When he agreed to appear before the Senate on Monday, many feared that FPRRD had unknowingly walked into an ambush. The stage had been set by the lynch mobs masquerading as hearings, obviously to condition the minds of Filipinos that the country’s most popular President in history was, in fact, the monster that they had pictured him to be during the 2016 campaign.
It was a lousy script that was bound to fail. Whoever wrote it arrogantly insisted that the anti-Duterte narrative that Filipinos rejected in 2016 would now be acceptable. If they expected a different result from an administration whose gross incompetence was only recently exposed by the spate of calamities, something is wrong with their minds.

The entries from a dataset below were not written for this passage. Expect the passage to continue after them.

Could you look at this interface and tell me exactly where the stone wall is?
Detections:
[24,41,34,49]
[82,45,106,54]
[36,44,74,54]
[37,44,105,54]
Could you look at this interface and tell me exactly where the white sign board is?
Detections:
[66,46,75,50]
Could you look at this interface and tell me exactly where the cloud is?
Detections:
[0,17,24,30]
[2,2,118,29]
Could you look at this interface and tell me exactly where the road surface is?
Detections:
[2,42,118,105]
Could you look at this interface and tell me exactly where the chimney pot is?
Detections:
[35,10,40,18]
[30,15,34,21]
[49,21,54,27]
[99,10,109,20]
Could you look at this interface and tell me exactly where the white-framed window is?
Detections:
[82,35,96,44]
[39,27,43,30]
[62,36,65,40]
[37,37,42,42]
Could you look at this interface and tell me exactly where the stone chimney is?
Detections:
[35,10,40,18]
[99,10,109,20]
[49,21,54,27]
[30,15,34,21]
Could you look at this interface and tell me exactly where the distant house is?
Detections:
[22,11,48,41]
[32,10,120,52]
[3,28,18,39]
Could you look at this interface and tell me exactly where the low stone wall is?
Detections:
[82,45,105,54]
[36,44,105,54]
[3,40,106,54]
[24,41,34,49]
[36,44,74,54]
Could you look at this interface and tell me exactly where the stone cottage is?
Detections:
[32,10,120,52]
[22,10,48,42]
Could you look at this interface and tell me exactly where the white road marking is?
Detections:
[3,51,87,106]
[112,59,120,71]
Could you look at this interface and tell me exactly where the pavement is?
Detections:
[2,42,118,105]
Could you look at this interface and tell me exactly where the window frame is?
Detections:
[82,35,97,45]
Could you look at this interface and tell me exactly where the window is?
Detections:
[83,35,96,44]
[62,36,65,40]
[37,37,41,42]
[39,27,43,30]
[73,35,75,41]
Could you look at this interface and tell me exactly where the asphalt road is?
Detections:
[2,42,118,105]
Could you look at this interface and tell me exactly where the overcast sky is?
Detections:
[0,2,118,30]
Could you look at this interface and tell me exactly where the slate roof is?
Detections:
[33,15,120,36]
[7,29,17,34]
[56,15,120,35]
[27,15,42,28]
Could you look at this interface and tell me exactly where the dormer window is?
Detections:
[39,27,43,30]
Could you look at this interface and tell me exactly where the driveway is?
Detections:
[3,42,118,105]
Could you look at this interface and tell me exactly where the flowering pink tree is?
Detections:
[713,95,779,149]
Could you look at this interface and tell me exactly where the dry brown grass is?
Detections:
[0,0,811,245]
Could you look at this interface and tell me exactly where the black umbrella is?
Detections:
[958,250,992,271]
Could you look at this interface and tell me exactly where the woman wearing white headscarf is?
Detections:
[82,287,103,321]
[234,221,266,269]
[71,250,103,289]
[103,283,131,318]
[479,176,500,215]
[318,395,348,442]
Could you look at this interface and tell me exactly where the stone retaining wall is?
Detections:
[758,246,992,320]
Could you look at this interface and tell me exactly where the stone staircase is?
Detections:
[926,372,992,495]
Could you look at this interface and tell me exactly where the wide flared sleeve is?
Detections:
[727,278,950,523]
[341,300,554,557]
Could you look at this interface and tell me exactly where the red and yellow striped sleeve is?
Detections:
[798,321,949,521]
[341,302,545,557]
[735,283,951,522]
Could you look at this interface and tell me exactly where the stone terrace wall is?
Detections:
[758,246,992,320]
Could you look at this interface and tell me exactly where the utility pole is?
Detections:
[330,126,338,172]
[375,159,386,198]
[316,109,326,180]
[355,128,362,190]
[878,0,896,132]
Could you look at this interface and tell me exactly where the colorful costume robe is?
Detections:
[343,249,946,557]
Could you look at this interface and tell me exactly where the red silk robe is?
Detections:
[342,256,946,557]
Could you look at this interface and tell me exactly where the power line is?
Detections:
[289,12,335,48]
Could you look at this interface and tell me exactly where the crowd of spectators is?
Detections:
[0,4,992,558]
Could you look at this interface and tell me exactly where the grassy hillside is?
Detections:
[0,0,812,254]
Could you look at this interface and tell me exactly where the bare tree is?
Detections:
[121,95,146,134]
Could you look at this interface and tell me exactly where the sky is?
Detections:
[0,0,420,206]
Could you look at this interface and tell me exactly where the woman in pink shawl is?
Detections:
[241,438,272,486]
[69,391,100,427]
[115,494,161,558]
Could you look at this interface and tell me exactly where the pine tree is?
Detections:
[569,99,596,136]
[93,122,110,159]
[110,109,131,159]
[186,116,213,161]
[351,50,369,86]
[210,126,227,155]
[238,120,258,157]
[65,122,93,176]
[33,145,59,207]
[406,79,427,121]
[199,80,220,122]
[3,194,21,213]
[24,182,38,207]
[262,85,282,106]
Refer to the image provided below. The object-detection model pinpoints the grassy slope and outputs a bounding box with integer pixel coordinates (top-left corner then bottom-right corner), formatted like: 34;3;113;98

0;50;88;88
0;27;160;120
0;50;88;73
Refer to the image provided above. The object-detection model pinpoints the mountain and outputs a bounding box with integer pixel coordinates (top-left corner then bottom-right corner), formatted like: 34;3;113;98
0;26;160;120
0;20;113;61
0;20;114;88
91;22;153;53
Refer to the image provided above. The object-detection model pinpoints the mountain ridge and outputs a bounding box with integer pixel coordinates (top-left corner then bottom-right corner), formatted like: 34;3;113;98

The masses have unfairly received flak from the elites and self-righteous intellectuals for casually selling their votes during elections while turning a blind eye to irregularities that have reduced elections to a mere formality. You can accuse them of many things, but ignorance of what makes life in this country a little less miserable is not one of them.
This was why they defied the status quo in 2016 and overwhelmingly elected FPRRD over the establishment's preferred bets. They watched his back all throughout his six-year term and sadly sent him off with the highest approval rating ever for an outgoing President.
Feeling betrayed over the treatment he, his family, and close allies had received from BBM, his wife, and Speaker Martin Romualdez, the masses suffered in silence. Deep within, they kept alive flickering hopes that FPRRD would be given his just due for what he had done for them.
FPRRD knew this and waited for the right moment to strike. When the Senate had turned into a venue for the reunion of drug personalities and their protectors, and Congress had bullied the unsung heroes of his war on drugs, FPRRD knew it was time.
When the Senate invitation reached him, FPRRD knew this was the opportunity he had been waiting for. For one who had spent his entire political life hunting criminals and scoundrels, he knew he was up to the challenge.
There was no question he was not prepared for. True, there were times when he seemed tentative, but those were predatory instincts to prepare for the killer strikes. It was too late when they realized that the hunted was actually the hunter. The trap that they thought they had laid out for him was the grave he wanted them to dig with their own hands.
There was no doubt about the outcome.
The gallery erupted into spontaneous applause when it was over. Outside the Senate, his supporters greeted him with cheers and clapping. It was a scene reminiscent of those heady days in 2016. The political rock star has not lost his touch and appeal. If the viewership of the hearing and the angry comments are any indication, it looks like he has won over even many of those who hated him in the past.
It is too early to speculate about the regime change that more and more people are talking about. 2028 is still more than three years away. But what happened at the Senate today is a game changer, anyway you look at it. And the Marcos administration has no one else to blame but itself for refusing to learn from the lessons of history.
“We often give our rivals the means of our own destruction,” said Aesop’s fables in the 6th century BC.
This one’s no fable: FPRRD, the Phoenix, is up and about.